Shore had a massive 50-foot putt. If he had missed, Vandersluis could have forced a playoff, he says: "He sunk his putt. It was pretty devastating. I thought he was going to three putt and I'd one putt and win."

With a handicap of 2.7, the lowest he's had for a while, Vandersluis believes he has a chance for gold this time. But he won't have any advantage over his rivals, despite his quadrennial visits to Caesarea. "Believe it or not," he says, "they've actually revamped the whole course, which I knew blade of grass by blade of grass."

After a $7 million makeover, the course, which was founded by the Rothschild family in 1961, reopened on May 1. "There's not even one hole the same as it used to be. It means I'll be playing a new course," says Vandersluis.

Looking back over his 32-year odyssey, he singles out his second Maccabiah, in 1981, when he played in a pack that included American Corey Pavin, who was 21 at the time and went on to win the U.S. Open in 1995: "I was running first or second up until the final round and had a bad last round. I was playing with American Joel Hirsch in the last round when he won into a playoff against Corey." For the record, Pavin prevailed and won the gold.

"Joel and I have become the closest of friends ever since 1981," says Vandersluis. "We try and meet every year.

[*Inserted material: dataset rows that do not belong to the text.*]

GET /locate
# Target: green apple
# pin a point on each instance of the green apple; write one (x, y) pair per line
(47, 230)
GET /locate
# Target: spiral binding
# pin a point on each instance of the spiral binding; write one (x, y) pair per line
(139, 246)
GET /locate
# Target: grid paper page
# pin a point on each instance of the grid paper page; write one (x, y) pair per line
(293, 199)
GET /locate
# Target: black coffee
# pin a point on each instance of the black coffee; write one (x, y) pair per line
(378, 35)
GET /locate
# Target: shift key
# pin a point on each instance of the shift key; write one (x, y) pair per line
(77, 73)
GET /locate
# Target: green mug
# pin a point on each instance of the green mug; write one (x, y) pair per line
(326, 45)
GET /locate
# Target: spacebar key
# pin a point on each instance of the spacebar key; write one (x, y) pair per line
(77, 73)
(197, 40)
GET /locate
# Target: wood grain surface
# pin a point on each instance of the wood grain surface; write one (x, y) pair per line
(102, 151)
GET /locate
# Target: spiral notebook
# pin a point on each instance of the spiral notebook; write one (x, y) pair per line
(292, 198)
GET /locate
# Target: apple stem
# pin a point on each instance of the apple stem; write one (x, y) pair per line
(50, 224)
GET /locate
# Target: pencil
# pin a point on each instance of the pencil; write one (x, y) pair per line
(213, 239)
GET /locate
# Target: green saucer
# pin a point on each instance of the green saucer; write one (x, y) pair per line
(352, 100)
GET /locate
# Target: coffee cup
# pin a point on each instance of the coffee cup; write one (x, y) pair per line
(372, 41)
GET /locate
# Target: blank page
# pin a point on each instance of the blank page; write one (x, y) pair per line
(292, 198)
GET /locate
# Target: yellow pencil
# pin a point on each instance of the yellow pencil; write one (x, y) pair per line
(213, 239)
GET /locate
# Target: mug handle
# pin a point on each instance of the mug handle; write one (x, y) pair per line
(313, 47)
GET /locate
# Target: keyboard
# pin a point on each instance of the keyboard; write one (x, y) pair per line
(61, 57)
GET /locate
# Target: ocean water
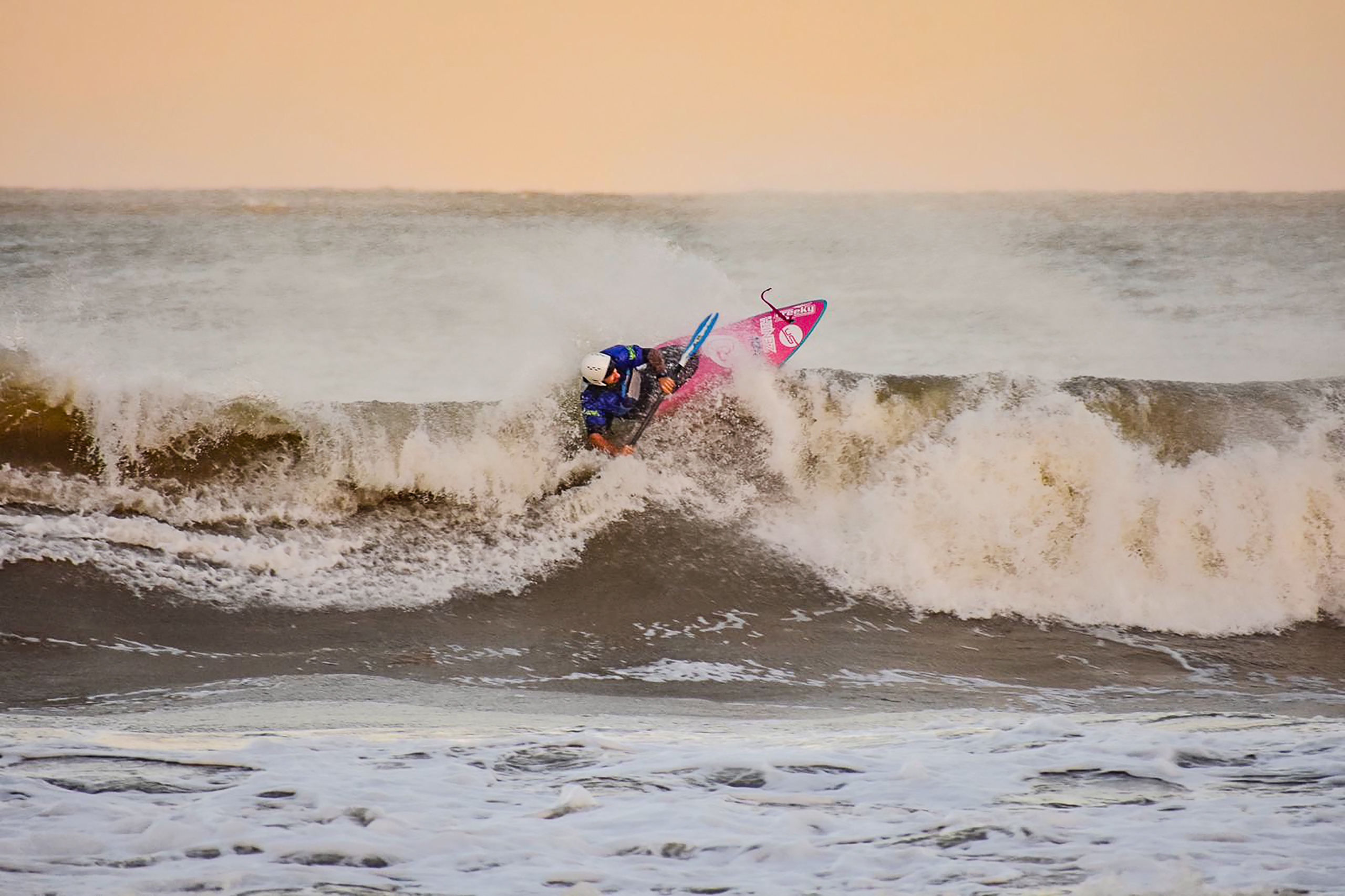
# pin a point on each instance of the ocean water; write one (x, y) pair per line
(1027, 575)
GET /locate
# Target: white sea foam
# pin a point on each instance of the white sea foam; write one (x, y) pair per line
(1039, 506)
(502, 804)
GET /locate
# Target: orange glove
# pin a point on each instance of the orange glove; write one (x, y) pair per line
(601, 442)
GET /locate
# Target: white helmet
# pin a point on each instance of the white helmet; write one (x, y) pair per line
(596, 368)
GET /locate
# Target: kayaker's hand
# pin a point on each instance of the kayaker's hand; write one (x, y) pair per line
(601, 442)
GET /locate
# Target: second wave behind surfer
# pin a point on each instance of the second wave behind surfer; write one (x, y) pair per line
(607, 394)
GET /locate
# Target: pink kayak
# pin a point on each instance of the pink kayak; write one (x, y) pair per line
(771, 337)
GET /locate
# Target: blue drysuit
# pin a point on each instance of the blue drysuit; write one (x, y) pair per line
(604, 404)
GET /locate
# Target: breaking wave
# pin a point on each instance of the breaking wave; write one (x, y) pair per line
(1192, 507)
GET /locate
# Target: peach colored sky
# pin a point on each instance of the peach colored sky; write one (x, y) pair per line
(651, 96)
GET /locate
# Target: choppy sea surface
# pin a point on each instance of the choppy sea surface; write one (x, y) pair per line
(1027, 575)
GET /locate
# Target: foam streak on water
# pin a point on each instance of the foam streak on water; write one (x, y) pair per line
(508, 804)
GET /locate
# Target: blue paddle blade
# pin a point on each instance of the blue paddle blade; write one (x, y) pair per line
(698, 337)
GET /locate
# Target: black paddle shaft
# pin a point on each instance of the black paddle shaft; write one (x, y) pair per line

He only ever plays the Maccabiah. Corey was a brilliant golfer."

Vandersluis may not have won the U.S. Open, but he has his own illustrious history: In 1958, at the age of 11, he became the first junior member of Monash Golf Club, which was opened by Jews in Sydney in 1950 because they were largely excluded from establishment clubs. Now a member of the prestigious Lakes Golf Club, Vandersluis has won the championship three times there and was selected for the New South Wales state squad in 1988. He's also played tournaments in far-flung places like Denmark and Bermuda.

Looking to the future, he says: "Right now I'm probably playing as good golf as I've played in the last 10 years, so I feel like I can go on for another two Maccabiahs. I'd recommend it to anybody. It's a wonderful experience."